Translating these individual needs into the public realm –the space that should provide spaces for all of us in a city – can enable liveable places. In liveable spaces everybody can celebrate their uniqueness on many places and it takes just a couple of simple mechanisms to achieve that.
1. A decent population density that can support economic viable use of infrastructure.
2. Be nice to people by providing sufficient spaces for them.
3. Design that space for the people by considering light, noise, scale and imageability.
For all the readers who may find that to abstracts please let me describe this through an simple comparison (metapher).
A person sits in a coffee shop, reads talks, enjoys good food and company. Overall most people feel quite nice once they are in them. Why, because all design components have been achieved. However, it should be noted that you need financial effort to benefit from them. First of all coffee shops are spaces for people, the scale of the establishment appears comfortable, leaves spaces for some privacy and they are considered to be very safe. The light is just right – not to strong and not too dark and the noise comes usually from other people and gentle music in the background. This noise level above 35 dbl enables a feeling for social inclusion and can help to reduce depression. Imageability can make a place unique.
Artworks, interesting structural elements, vegetation, view connections etc. are tools to allow individual imageability. Spaces that have special sense of place have some unique qualities that cannot be repeated on a large scale – the same in coffee shops. Just imagine all coffee shops would have the same artwork in them.
All these four elements should be possible in a liveable and healthy city. But even more important a coffee shop could not function without a good crowed that lives near by to fill it with live and the same rule applies to the city.
Canberra has the potential to have many of these high quality places for all members of the community if we are prepared to accept and support on our individual level the fact that we need a population higher density. This will allow Canberra to become a city for people – a healthy and more sustainable place to live it.

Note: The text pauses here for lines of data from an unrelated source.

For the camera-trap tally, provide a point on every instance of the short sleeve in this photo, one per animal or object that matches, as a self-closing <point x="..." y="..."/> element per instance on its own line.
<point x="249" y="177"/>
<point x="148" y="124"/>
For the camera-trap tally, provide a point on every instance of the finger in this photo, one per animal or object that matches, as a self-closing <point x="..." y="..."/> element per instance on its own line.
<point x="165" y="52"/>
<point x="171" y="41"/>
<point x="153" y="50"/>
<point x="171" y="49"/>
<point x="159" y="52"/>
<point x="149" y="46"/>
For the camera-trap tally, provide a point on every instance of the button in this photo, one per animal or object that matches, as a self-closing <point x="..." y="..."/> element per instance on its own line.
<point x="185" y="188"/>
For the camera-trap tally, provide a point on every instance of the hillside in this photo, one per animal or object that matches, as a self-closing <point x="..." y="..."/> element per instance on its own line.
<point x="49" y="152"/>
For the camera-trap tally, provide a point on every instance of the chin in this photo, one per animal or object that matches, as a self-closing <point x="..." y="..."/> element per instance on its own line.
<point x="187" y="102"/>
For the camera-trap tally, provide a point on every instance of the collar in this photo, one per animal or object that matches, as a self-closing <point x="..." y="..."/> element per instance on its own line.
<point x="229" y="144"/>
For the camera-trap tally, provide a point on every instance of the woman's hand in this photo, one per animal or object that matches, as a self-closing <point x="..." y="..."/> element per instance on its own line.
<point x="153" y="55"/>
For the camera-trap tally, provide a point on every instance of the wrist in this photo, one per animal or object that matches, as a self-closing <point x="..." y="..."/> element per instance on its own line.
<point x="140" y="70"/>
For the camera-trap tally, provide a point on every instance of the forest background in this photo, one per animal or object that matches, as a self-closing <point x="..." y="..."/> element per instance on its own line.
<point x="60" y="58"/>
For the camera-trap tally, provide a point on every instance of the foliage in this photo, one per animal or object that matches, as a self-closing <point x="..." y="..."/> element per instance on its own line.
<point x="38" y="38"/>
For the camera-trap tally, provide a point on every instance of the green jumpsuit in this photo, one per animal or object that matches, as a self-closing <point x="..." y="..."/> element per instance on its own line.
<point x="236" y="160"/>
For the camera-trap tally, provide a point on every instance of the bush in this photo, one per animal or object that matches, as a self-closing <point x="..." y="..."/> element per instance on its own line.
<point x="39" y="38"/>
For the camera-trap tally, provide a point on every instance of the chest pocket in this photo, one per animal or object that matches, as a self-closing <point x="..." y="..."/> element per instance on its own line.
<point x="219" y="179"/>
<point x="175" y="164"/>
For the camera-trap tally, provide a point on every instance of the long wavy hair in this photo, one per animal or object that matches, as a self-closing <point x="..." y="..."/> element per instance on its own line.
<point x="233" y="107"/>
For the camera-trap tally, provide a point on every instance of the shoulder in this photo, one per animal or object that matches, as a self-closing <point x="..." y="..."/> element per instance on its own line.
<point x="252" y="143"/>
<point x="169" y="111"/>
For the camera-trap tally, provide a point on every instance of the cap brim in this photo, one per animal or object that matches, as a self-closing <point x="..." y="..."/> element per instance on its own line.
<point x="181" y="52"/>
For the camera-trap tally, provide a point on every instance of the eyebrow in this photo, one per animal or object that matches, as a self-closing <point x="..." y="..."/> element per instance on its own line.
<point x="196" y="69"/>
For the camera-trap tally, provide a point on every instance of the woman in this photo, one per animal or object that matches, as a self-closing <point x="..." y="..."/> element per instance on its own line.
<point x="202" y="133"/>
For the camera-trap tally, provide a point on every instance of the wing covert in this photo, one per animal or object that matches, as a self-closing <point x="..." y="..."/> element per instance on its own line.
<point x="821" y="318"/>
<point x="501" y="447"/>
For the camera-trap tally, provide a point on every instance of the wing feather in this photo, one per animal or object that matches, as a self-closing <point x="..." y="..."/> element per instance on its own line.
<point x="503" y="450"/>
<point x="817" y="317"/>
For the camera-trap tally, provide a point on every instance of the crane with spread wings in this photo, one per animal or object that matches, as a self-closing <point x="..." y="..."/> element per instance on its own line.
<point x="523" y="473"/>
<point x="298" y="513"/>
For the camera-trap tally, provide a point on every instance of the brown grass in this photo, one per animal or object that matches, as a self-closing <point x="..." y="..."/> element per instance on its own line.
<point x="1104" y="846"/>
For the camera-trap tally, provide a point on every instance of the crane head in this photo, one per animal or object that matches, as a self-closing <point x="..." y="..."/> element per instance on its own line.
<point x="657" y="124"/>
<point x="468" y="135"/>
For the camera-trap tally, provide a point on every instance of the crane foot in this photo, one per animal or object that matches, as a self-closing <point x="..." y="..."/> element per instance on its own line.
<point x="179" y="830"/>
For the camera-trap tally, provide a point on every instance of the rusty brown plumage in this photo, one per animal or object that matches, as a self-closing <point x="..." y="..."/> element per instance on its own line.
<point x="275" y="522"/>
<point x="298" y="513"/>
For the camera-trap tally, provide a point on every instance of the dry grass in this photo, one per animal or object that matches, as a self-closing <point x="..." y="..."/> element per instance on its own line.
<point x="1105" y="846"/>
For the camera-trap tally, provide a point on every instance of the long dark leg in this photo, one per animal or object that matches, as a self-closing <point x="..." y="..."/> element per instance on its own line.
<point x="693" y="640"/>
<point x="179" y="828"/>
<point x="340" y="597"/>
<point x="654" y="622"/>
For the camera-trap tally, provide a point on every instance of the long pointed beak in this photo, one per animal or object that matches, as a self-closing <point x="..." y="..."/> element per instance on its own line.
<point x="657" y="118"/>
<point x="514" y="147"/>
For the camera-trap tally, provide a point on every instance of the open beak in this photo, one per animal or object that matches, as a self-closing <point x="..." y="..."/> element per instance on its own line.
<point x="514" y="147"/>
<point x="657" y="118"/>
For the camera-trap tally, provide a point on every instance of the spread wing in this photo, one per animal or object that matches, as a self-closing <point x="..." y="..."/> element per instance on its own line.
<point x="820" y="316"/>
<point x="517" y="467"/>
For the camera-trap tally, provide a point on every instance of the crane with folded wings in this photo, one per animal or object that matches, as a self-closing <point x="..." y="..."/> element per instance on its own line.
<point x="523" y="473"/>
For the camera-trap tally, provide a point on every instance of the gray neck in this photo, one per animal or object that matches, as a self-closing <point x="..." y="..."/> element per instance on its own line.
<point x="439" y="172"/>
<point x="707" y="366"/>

Other cities around the globe are already committed to create sustainable and liveable place for their people. The city of London started to ban cars in the city and applied mechanism to reduce car speeds. Copenhagen is introducing more and more spaces for active transport and is increasingly blocking spaces for cars. Freiburg new developments are people oriented developments, that are environmentally, economically and socially sustainable. All these cases have one huge advantage – most individuals accepted higher density as the opportunity to create a better future for the coming generations so that they have even better and more liveable spaces to live in.